One of the most enjoyable parts of pond keeping is watching your graceful Koi gliding in the water. Koi, although often mistaken for goldfish, are in the Carp family. With hundreds of categories of Koi in many different colors and patterns it is no wonder they are referred to as living jewels. Many pond keepers are confused about how much, how often, when and what to feed their Koi. Should they be fed once a day or five times a day? Do I feed until they cannot eat any more? Do the ingredients in the Koi food really matter?
Search for Koi feeding on the internet and you will find many different answers to these questions. Look at the instructions on different brands of Koi food and they vary as well, which only adds to the confusion. Your goal, of course, is to have a healthy pond with healthy, happy fish. The truth is your Koi could easily go two weeks or more without being fed. They are bottom feeders by nature and will eat the algae and muck from the bottom or sides of your pond helping to keep it clean. The rule of thumb is to feed your Koi a quality high protein Koi food in warm weather once or twice a week and only what they can eat in three minutes time. Any more than that and you will only be feeding the muck in your pond making it hard to keep your filters clean and your pond clear and healthy. Koi will not stop eating when they are “full”. They will continue to eat as long as you are feeding them leading to unhealthy obese, sluggish fish.
The ingredients in your Koi food are also important. Crude Protein percentage is an important factor. It is what helps the fish to grow. Look for 32-38% crude protein in your Koi food or 40% or higher in high growth foods. While protein should be high the ash content should be low. Ash is basically preservatives and non-digestible ingredients. You want to look at the first 4 or 5 ingredients to determine the quality of the food. The first ingredient listed on the package is what it contains the most of. In many “junk” fish foods, cornmeal or soymeal is used as filler, stay away from foods that list these items first. It will make the food cheaper & help fill the package but it will not fill your fish. Koi do not retain nutrients from corn which is passed quickly through the fish and expelled as waste in the pond creating muck and cloudy water. Fishmeal listed as a first ingredient is a sign of a quality food.
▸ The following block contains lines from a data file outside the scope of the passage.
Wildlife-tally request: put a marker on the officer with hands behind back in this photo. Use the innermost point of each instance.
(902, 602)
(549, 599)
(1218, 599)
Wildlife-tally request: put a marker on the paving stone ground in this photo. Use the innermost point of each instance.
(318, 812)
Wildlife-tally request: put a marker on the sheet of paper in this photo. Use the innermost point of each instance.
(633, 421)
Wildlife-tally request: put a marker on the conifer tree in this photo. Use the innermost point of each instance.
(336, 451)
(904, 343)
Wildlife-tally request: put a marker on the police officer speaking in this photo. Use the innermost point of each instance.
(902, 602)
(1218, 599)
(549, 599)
You cannot go wrong with foods made with natural ingredients like garlic, spirulina, fruits and vegetables. Quality Koi food will be “used” by the Koi resulting in less waste and a cleaner pond. There are many quality brands on the market but we recommend Legacy Koi food by Ecological Labs.
How do you know if you are feeding too much or too often? If you are losing fish or have ammonia present in your pond water, you are feeding too much. If you have a problem with algae or muck built up on the bottom of the pond then you are feeding too much! If you have green water, then you are feeding too much! Of course, algae & muck may be caused by other problems like leaf decay, an overstocked pond or a pond in full sun with no plants, but 90% of the time it is caused by over feeding. Pond and Koi lovers are groaning “but I love to feed my fish”. There is a compromise, if you must feed every day try substituting fresh fruits and veggies a couple days a week. Koi go crazy for watermelon and bananas, Zucchini and frozen peas to a name a few. If it’s good for you then it’s good for your Koi babies. Plus this is a great way to use up those over ripe fruits and veggies that you hate to throw away. Remember a healthy pond means less work for you and more time to enjoy your living jewels.